All the while, independent venues are tasked with the age-old challenge of industry competition, and the business of vying for artist bookings amongst each other and corporate-owned clubs. Concert venues operate on razor-thin margins even in the best of times. So while smaller indoor venues technically can reopen as soon as next month, and some have already begun booking local shows for summer, most say it doesn’t make sense to do so until they can confidently and safely operate without regulations that might impede business as usual. 

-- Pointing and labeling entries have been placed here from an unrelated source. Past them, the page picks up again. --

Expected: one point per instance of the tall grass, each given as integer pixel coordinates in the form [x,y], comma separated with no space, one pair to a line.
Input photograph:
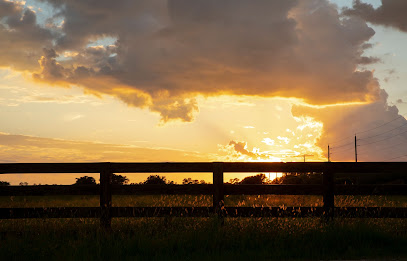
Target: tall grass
[202,238]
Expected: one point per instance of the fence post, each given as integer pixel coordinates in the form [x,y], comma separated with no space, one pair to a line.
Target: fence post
[106,197]
[218,196]
[328,183]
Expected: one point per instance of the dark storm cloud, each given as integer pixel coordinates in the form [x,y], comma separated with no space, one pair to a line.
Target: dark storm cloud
[391,13]
[21,39]
[168,52]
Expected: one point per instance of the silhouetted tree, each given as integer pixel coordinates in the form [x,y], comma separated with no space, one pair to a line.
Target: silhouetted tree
[85,180]
[188,181]
[299,178]
[157,180]
[119,179]
[234,181]
[257,179]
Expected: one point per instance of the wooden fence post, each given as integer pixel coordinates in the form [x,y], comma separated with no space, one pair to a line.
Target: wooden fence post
[218,196]
[328,183]
[106,197]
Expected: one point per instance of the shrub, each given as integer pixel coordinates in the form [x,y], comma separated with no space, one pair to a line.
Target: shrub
[157,180]
[85,180]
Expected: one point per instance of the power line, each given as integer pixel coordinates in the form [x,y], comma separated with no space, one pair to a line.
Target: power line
[396,157]
[384,132]
[399,117]
[384,138]
[367,130]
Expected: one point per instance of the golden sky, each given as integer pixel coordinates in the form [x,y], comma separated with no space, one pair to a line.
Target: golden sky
[179,80]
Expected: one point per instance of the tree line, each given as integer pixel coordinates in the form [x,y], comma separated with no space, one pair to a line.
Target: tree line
[287,178]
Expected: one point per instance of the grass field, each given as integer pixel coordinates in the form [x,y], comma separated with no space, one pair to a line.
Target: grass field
[202,238]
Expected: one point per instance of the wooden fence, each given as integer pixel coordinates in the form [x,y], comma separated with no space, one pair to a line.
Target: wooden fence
[218,190]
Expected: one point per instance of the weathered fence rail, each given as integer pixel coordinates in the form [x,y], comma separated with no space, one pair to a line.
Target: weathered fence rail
[218,190]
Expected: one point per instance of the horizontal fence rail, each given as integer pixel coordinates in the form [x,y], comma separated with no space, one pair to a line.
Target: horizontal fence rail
[328,189]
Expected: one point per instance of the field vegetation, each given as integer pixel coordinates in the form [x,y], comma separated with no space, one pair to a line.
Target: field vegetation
[173,238]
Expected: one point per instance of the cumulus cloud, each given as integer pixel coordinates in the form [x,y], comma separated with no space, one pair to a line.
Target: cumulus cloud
[381,132]
[169,51]
[391,13]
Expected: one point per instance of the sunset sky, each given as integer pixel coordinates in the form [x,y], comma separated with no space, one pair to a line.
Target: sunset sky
[202,80]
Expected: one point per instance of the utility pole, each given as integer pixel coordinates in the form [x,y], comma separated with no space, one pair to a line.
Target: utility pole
[329,155]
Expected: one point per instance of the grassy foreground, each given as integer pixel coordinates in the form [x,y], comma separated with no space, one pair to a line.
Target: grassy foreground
[203,239]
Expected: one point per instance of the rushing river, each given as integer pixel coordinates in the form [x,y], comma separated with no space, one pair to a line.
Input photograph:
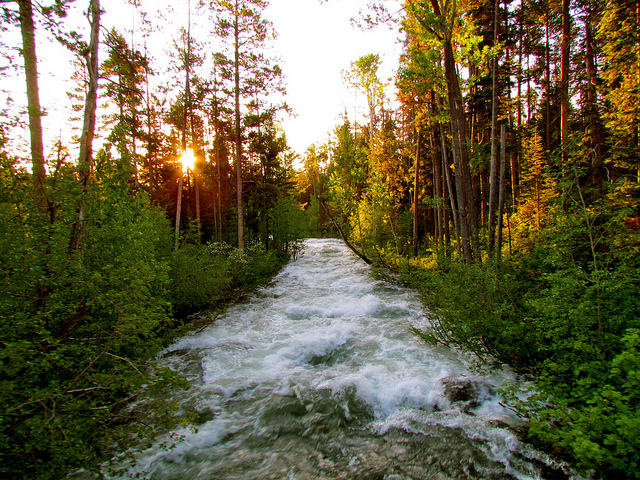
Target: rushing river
[318,377]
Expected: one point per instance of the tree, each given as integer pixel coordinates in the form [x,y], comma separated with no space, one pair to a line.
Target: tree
[91,58]
[240,22]
[363,75]
[439,21]
[33,97]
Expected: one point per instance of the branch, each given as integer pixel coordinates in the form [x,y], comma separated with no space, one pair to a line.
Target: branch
[126,360]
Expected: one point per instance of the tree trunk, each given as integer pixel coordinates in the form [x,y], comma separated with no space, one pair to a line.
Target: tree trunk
[91,104]
[236,31]
[33,98]
[454,211]
[416,196]
[503,164]
[564,83]
[493,179]
[596,137]
[464,188]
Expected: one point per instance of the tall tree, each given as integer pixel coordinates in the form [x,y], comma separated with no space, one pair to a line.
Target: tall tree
[363,76]
[241,23]
[33,97]
[439,21]
[91,59]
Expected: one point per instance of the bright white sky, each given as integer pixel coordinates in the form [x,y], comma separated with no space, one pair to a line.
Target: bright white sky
[316,42]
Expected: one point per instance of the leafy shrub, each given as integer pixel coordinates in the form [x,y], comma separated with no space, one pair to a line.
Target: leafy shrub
[81,309]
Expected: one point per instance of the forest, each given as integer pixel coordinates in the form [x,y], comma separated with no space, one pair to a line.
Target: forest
[502,183]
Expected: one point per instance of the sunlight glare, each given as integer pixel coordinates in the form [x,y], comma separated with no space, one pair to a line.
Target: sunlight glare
[188,159]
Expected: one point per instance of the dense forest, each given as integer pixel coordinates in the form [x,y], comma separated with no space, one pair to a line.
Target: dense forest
[503,184]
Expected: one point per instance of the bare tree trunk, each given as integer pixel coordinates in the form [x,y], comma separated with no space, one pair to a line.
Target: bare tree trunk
[33,97]
[564,84]
[185,116]
[454,211]
[464,188]
[416,196]
[89,124]
[503,164]
[178,211]
[595,138]
[237,129]
[91,104]
[493,179]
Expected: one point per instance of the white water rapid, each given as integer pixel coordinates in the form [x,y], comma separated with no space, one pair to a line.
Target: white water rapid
[318,377]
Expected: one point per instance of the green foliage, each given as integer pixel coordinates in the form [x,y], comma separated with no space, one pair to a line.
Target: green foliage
[565,309]
[81,308]
[85,304]
[203,276]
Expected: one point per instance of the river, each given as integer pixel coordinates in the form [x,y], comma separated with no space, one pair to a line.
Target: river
[317,376]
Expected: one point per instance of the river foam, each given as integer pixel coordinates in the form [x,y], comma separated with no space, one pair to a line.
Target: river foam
[318,376]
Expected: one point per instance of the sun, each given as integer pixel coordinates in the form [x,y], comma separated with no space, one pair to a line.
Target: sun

“Our product, our business model, completely hinges on being open seven nights a week, having multiple bands for a night,” Smith says. “It's a volume business for us, in the same way that you wouldn't expect a movie theater to open up and just have one screening of ‘Frozen 2’ or whatever. So we're not going to reopen even if it's legal on June 15, until we're confident that we can do seven nights a week of shows.”

Unlike bars and restaurants, switching to an outdoor model doesn’t make sense for most indoor music venues unless they already have that infrastructure built in. Independent venues tend to be smaller and lack the space to do so, or say it’s simply not financially viable to build an outdoor space. Others are restricted by noise regulations or sound pollution from the busy streets and urban neighborhoods in which they are located. 

“It's very hard for us to imagine doing shows outside,” says Soubiran, despite the fact that Zebulon has a large outdoor patio and parking lot. “Fletcher Drive is right there and the street is very loud. How would we function? Creating a show like that is very difficult. We just hope to eventually be reopening at 100% like we closed.”


Concertgoers can expect venues like the Lodge Room in Highland Park to feature renovations like touch-free sinks. Photo by Laure Joliet. 

When that does happen, concertgoers can likely expect the same changes seen in other indoor spaces, such as temperature checks, air filters, and encouraging distancing. Some venues have also used the time to give their interiors a facelift, though that might mean saying goodbye to the gross punk bathrooms of yore. Expect touchless faucets, better ventilation, and plenty of hand sanitizer. Still, that doesn’t mean losing the community spirit that defines these venues. 

“You can use and have the touch-free sink and still have a bunch of stickers that say ‘skateboarding is not a crime,’” says Lodge Room booker Raghav Desai.

Music fans may have to be patient before they can plan to hit the concert circuit seven nights a week. But in a business literally based on gathering crowds in intimate spaces, doing so will make it that much sweeter upon its safe return.